Imagine you took your car to the garage and the mechanic reports you have damaged the gears. The part needs to be changed and that is going to cost you big time. Sounds reasonable doesn’t it? What if the mechanic says you will have to change that part every month because it’s the way you drive that is causing the problem? Not so reasonable, just think of the cost and time involved! You would, of course, take action to assess your skills and learn how to drive your car in a way that doesn’t cause damage.
So what is your therapist advising you to do when they suggest exercise to improve your posture?
“You have some weak muscles and need to spend time each day to strengthen them. And this will be done using movements that have nothing in common with your everyday movements.”
What questions should you ask your therapist?
Will I have to continue to do them for long periods?
When I stop will they remain strong or will they start to get weaker again?
Will the exercises make me sit, stand and move with less effort?
Wouldn’t it make sense for your therapist to show you how to ‘use’ your body in a way that didn’t cause ‘muscle imbalances’? Yet if you asked you might find the advice starts to get a bit limiting such as ‘sit up straight’, ‘work on your core muscles’ etc etc. Yet if you knew how to sit and stand properly you wouldn’t have poor posture would you!
Even if an intense period of exercise did help your posture would you spend all that time doing them? If there was an easier, more scientific approach to getting a better posture that didn’t require exercise wouldn’t you give that a chance?

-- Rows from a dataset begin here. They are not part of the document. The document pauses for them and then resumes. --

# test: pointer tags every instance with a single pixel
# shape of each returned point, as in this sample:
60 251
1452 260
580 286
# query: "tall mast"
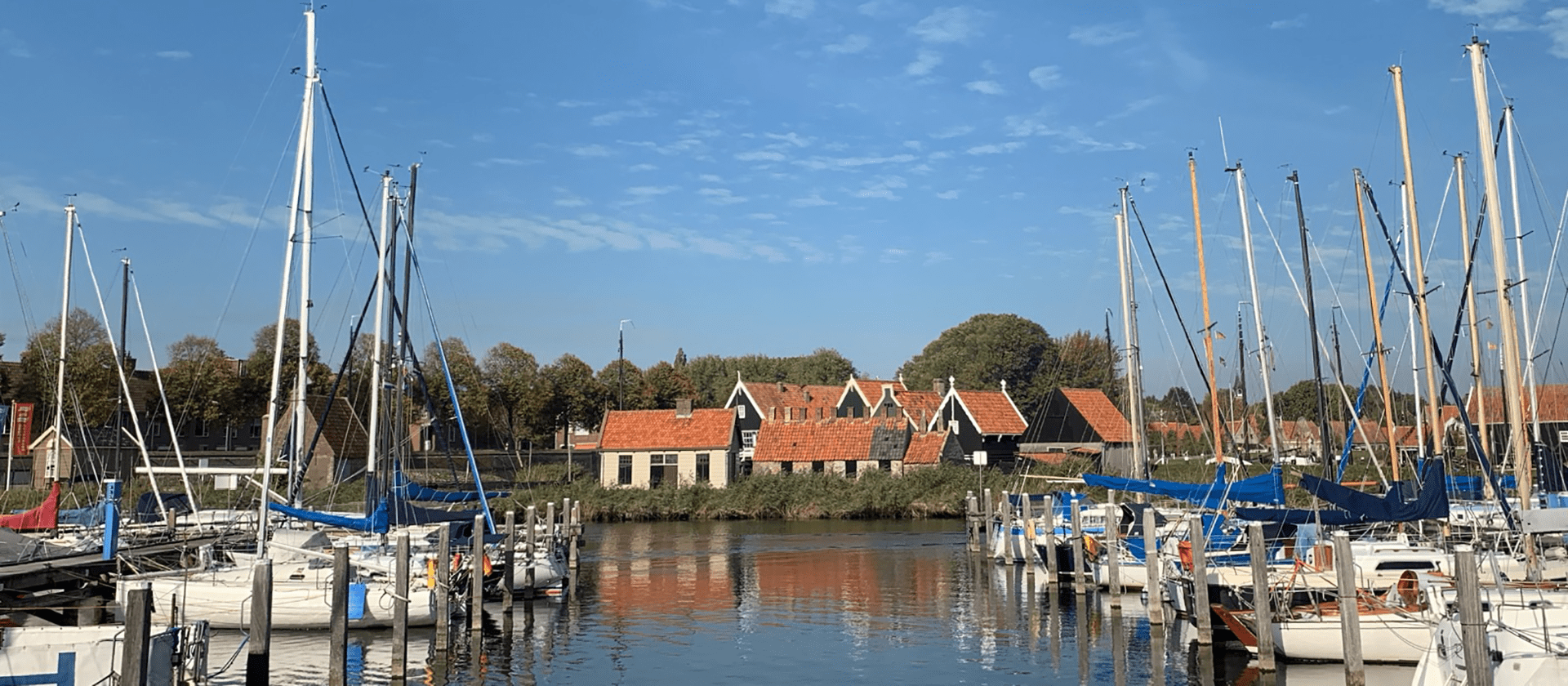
1258 312
1512 395
1477 387
1377 329
1208 324
52 461
1523 283
1433 412
298 203
1312 323
1129 332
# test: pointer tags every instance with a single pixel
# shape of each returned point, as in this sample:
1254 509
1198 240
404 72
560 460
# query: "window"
662 467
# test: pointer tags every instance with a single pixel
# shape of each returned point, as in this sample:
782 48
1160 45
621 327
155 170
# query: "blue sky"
758 176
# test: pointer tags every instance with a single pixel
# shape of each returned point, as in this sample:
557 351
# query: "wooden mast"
1377 329
1208 324
1433 390
1512 397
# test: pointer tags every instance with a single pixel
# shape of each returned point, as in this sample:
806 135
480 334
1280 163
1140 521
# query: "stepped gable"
993 412
1101 414
666 430
831 440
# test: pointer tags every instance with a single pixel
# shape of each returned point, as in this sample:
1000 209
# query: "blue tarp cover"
1267 488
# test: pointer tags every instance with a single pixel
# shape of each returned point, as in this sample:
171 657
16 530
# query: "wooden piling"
510 559
1078 550
1472 619
1152 569
257 662
400 597
138 635
443 590
530 536
1349 612
1263 605
1112 541
1200 581
477 575
337 665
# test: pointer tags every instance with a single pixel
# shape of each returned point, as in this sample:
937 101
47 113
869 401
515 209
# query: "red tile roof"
993 411
1552 397
656 430
1101 414
826 440
925 447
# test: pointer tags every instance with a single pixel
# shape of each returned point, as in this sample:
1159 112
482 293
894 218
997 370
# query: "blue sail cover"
1355 506
1267 488
407 489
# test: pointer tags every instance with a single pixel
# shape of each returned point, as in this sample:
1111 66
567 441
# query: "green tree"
91 380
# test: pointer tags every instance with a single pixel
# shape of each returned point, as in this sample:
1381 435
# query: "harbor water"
787 604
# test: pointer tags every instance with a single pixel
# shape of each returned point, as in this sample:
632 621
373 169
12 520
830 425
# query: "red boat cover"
42 517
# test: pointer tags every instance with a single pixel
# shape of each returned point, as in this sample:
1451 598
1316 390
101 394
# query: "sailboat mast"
1523 283
1477 387
1312 323
1512 397
52 461
1433 412
1258 314
1129 332
1208 324
301 160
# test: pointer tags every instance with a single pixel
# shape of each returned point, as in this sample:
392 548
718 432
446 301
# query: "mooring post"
1114 555
510 559
138 635
1349 611
1472 619
1263 600
400 599
477 575
337 666
1078 550
530 534
1152 569
1200 580
257 663
443 558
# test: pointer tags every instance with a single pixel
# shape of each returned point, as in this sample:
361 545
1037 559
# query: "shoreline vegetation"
916 495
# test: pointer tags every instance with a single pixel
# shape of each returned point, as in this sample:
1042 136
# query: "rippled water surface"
792 604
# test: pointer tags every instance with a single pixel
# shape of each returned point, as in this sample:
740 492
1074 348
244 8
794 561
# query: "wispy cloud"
849 46
990 88
924 61
811 201
791 8
949 25
590 151
1101 33
996 148
1046 77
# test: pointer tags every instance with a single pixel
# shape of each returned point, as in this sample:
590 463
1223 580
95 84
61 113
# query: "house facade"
649 448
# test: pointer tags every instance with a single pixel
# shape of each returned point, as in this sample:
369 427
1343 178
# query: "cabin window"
662 467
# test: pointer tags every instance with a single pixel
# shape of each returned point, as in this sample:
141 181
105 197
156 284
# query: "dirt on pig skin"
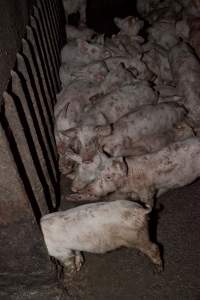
125 275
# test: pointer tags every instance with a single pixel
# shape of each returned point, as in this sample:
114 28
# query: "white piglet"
98 228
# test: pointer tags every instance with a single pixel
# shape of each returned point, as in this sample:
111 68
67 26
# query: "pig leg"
68 261
147 195
79 260
148 248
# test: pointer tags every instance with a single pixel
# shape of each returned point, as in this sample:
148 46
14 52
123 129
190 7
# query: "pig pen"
31 187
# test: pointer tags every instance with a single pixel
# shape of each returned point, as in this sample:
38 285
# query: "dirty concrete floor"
126 275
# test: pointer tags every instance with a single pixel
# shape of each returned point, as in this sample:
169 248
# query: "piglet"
148 175
149 120
186 71
98 228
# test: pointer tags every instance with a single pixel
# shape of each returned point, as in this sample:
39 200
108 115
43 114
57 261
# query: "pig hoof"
158 268
79 262
73 198
70 270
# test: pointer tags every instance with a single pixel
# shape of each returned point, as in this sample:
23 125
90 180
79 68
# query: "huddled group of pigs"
127 124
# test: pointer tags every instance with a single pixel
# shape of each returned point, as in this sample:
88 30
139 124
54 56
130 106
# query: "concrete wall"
13 18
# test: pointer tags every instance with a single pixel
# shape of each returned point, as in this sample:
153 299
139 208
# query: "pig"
119 102
89 171
71 102
80 94
82 32
162 68
130 25
151 142
147 175
108 110
134 64
93 72
186 72
82 52
149 120
74 6
98 228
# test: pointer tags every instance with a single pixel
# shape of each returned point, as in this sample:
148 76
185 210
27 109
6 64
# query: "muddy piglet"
98 228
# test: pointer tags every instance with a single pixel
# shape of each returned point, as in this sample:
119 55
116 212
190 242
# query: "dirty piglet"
98 228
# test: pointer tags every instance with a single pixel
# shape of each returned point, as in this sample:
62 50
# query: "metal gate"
29 178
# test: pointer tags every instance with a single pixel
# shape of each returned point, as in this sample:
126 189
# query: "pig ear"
103 130
118 22
71 133
83 46
73 156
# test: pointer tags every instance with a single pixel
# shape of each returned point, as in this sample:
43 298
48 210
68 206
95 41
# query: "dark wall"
13 18
100 13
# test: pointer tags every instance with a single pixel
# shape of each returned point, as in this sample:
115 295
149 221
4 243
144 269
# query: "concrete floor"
125 275
122 274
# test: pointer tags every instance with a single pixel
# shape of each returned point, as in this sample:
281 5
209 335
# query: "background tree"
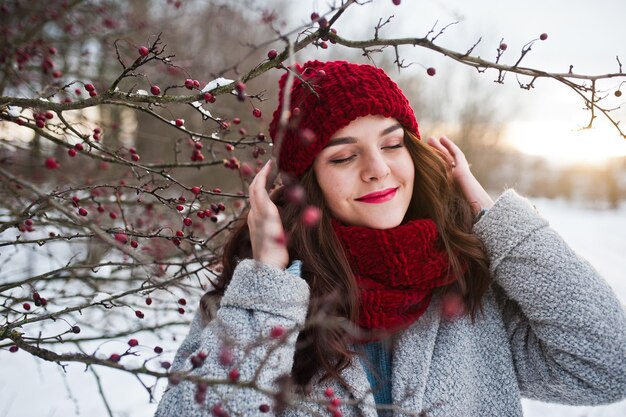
128 133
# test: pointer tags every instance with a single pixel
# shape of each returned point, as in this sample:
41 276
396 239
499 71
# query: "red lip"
378 196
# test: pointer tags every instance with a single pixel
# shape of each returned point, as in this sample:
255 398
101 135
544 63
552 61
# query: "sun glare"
562 144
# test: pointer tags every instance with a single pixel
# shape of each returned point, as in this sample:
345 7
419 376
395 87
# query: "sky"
545 121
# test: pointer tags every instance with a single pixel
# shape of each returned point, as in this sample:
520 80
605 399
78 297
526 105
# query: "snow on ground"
29 387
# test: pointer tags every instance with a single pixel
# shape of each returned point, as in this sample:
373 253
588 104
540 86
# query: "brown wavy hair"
322 345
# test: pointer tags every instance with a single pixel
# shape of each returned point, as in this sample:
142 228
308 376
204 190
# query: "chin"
385 222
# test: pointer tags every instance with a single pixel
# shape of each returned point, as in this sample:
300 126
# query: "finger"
257 192
445 152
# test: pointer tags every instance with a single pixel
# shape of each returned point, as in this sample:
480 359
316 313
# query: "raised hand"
474 193
266 229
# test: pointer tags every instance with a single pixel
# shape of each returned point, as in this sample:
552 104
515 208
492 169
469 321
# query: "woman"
415 294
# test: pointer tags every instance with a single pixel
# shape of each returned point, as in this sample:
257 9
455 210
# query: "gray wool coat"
552 330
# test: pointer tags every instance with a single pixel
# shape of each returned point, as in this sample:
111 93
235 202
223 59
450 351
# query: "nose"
375 167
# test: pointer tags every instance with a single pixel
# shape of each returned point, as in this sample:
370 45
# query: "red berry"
246 170
51 163
234 374
121 237
311 216
277 332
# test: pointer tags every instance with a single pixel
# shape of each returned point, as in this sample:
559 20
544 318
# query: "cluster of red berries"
73 151
133 154
96 133
39 300
182 302
198 359
27 226
196 154
240 88
191 84
40 118
232 163
91 89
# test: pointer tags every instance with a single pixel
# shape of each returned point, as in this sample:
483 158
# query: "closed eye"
399 145
342 160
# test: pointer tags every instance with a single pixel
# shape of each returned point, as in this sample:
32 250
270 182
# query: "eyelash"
344 160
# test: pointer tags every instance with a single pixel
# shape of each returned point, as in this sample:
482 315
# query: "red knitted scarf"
396 271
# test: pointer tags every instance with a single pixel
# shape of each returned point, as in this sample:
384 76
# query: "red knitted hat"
332 95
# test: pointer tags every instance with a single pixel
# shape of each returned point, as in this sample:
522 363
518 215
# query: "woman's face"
366 174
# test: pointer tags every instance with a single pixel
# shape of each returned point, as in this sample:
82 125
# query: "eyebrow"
351 139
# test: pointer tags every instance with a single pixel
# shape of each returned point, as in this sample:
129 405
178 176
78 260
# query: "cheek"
336 190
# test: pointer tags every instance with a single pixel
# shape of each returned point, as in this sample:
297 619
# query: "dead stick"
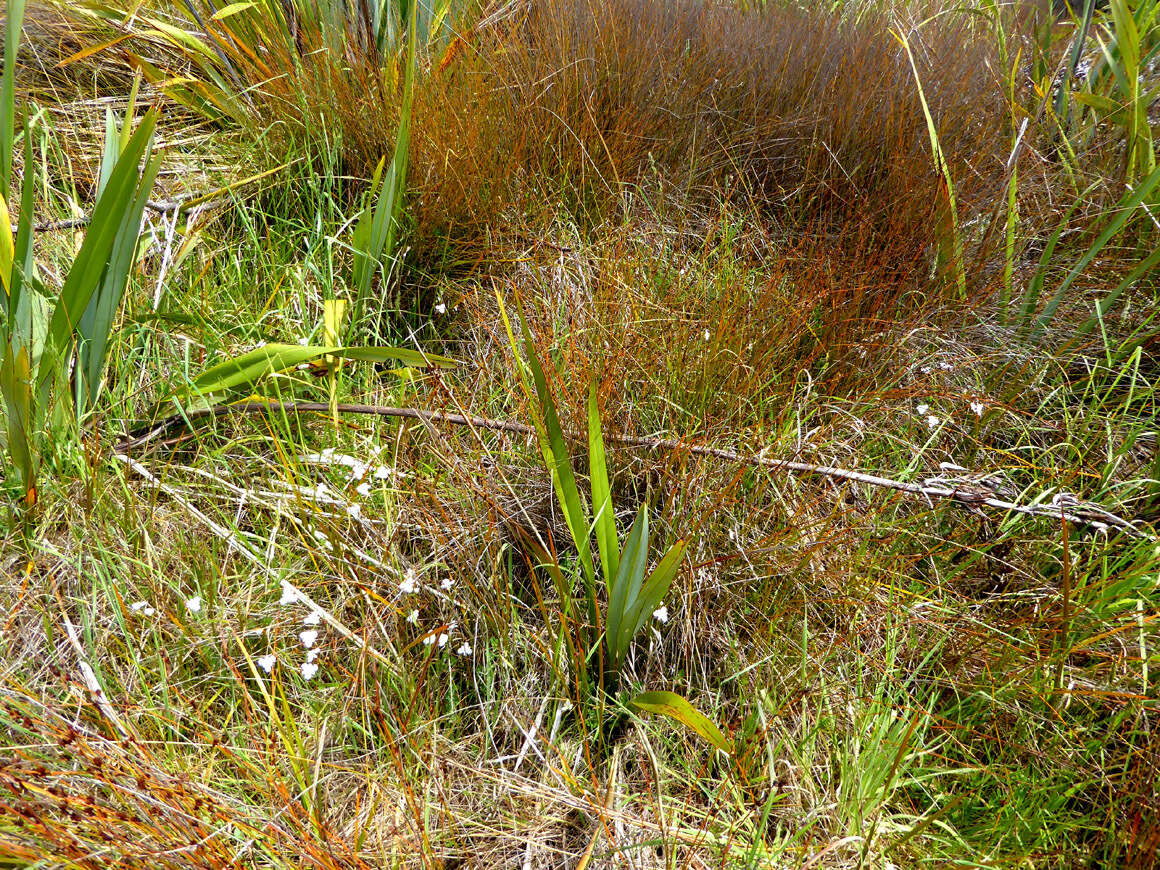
971 495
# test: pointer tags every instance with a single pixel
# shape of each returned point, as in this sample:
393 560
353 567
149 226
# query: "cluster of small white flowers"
410 582
922 410
307 637
359 472
943 365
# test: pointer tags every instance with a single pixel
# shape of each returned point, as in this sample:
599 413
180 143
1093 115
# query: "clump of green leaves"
632 592
43 331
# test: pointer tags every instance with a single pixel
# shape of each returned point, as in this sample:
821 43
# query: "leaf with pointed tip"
673 705
253 365
652 593
621 593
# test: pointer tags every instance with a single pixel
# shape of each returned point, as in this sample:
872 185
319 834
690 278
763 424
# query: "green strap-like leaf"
91 261
652 593
673 705
623 592
95 325
1124 209
253 365
15 20
560 466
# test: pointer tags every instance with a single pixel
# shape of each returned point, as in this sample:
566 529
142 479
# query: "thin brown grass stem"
971 495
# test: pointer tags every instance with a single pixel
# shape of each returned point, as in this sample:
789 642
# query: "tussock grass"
730 219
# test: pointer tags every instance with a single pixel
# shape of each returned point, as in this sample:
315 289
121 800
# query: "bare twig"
972 495
88 676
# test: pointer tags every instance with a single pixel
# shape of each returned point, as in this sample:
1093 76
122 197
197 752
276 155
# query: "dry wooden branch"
972 494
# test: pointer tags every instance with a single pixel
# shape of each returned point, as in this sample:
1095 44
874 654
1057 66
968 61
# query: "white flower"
410 585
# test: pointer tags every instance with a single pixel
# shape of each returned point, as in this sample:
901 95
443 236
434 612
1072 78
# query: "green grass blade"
1123 210
623 592
14 23
603 517
1147 266
673 705
255 364
560 465
93 258
652 592
95 325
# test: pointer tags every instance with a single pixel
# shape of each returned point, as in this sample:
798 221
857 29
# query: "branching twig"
972 495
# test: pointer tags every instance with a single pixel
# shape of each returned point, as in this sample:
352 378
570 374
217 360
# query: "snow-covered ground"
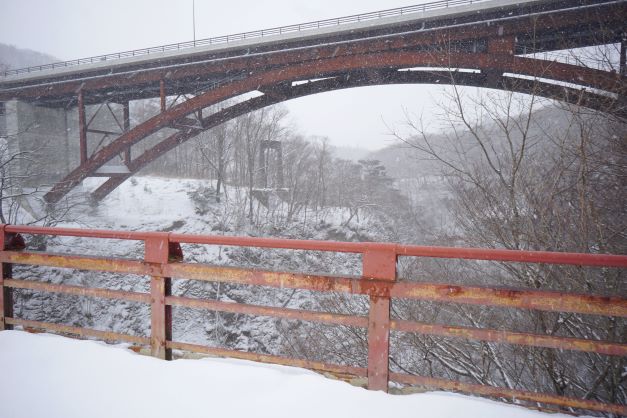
53 376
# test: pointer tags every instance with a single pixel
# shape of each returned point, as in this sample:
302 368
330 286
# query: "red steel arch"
492 67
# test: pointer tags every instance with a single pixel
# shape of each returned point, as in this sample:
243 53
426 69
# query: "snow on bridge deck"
274 36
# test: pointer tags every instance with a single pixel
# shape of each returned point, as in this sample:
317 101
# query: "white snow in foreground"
53 376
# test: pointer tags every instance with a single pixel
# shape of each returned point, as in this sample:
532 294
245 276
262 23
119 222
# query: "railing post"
379 264
158 251
7 242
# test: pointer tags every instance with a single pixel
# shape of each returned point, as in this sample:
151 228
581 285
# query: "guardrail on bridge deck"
163 261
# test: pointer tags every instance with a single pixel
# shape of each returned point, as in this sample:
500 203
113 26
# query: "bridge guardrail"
164 260
442 4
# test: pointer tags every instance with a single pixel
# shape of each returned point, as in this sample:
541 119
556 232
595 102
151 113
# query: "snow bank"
52 376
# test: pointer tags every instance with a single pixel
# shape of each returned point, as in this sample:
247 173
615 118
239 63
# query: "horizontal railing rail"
163 260
225 39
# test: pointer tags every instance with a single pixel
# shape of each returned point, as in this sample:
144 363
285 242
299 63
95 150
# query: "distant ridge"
14 57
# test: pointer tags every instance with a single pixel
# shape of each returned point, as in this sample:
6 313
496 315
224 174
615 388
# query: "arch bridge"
498 44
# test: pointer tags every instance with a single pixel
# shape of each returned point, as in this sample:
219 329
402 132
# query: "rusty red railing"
163 260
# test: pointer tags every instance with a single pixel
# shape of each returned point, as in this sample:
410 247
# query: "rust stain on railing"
164 260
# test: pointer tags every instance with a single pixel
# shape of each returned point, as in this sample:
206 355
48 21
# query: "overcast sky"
69 29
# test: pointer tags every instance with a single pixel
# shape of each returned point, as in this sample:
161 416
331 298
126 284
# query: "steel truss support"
485 62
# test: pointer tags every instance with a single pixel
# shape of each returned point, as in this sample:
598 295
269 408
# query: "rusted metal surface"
162 94
6 294
321 67
565 94
160 317
85 233
509 394
224 64
267 358
607 260
81 332
246 309
82 127
513 298
163 260
78 290
212 273
378 343
519 338
114 265
379 264
157 251
547 257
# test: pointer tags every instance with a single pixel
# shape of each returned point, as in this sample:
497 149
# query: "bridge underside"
481 54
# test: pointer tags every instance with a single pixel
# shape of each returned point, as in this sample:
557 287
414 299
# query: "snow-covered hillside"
181 205
53 376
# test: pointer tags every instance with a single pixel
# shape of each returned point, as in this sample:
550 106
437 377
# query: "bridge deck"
440 14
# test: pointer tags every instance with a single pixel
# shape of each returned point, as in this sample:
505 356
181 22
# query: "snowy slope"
52 376
164 204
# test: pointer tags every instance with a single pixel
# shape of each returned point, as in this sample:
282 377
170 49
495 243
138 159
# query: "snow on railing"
225 39
163 259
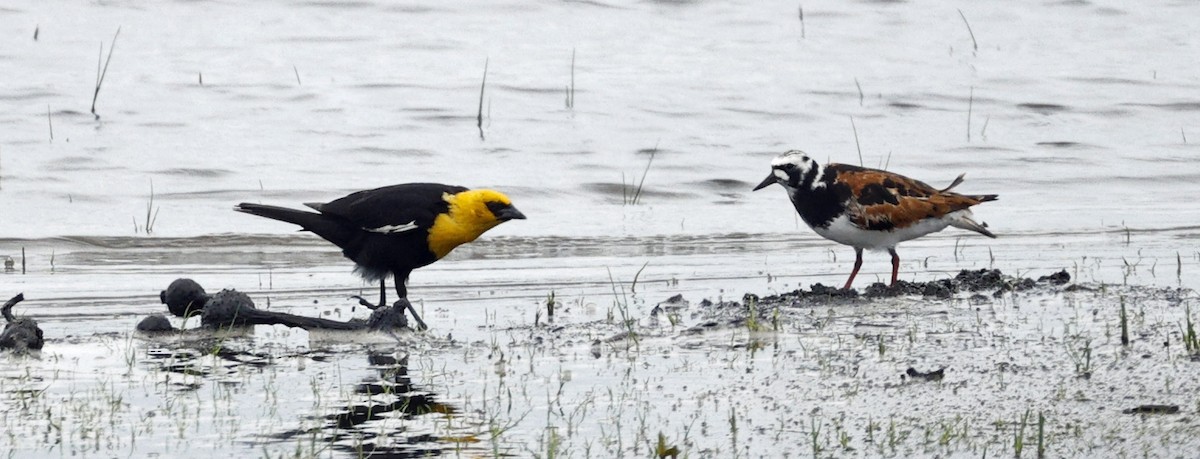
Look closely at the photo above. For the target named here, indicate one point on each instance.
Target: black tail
(984, 197)
(331, 228)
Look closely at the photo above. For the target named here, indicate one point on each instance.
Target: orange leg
(858, 263)
(895, 266)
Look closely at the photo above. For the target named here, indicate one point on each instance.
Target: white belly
(844, 232)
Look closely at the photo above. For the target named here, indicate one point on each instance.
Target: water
(1083, 117)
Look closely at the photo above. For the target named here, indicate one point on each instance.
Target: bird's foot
(387, 319)
(420, 323)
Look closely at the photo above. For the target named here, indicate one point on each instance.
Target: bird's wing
(881, 200)
(393, 209)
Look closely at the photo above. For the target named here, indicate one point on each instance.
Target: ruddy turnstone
(869, 208)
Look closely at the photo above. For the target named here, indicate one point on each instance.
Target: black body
(346, 222)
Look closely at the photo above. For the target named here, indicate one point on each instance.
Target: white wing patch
(394, 228)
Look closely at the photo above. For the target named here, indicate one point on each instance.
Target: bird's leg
(401, 281)
(858, 263)
(895, 266)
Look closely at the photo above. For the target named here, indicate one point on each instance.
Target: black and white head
(793, 170)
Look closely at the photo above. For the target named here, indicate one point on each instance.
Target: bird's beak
(509, 213)
(771, 180)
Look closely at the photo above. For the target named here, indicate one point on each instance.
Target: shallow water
(1078, 114)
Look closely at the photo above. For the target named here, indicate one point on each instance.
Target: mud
(19, 333)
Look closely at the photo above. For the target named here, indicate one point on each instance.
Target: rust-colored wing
(882, 201)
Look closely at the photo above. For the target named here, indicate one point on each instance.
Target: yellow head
(471, 214)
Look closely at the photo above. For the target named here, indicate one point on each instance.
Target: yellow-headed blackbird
(399, 228)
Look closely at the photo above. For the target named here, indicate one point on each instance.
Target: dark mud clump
(231, 308)
(155, 323)
(1152, 410)
(935, 375)
(19, 333)
(184, 298)
(982, 280)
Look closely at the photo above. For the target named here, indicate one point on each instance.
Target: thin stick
(7, 307)
(637, 194)
(479, 118)
(802, 21)
(976, 45)
(101, 73)
(570, 97)
(859, 147)
(970, 107)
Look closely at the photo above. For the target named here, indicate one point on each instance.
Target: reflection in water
(361, 427)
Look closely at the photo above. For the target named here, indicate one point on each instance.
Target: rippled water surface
(1083, 115)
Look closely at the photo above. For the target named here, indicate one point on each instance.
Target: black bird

If your posture is poor it is because muscles aren’t doing what they are supposed to do. But remember, you are the one who is telling them what to do! Exercises that have nothing in common with everyday movements, work on muscles in a piecemeal manner and encourage the ‘wrong sort of effort’ will not deliver any long term benefits.
So the sensible, scientific way to approach the problem would be to find out where you are going wrong. A better understanding of how you can use gravity to lessen the effort you put into all your activities is another key factor in getting a better posture. Combine a knowledge of your own body, mind and the role of gravity and your posture will start to resume its natural shape.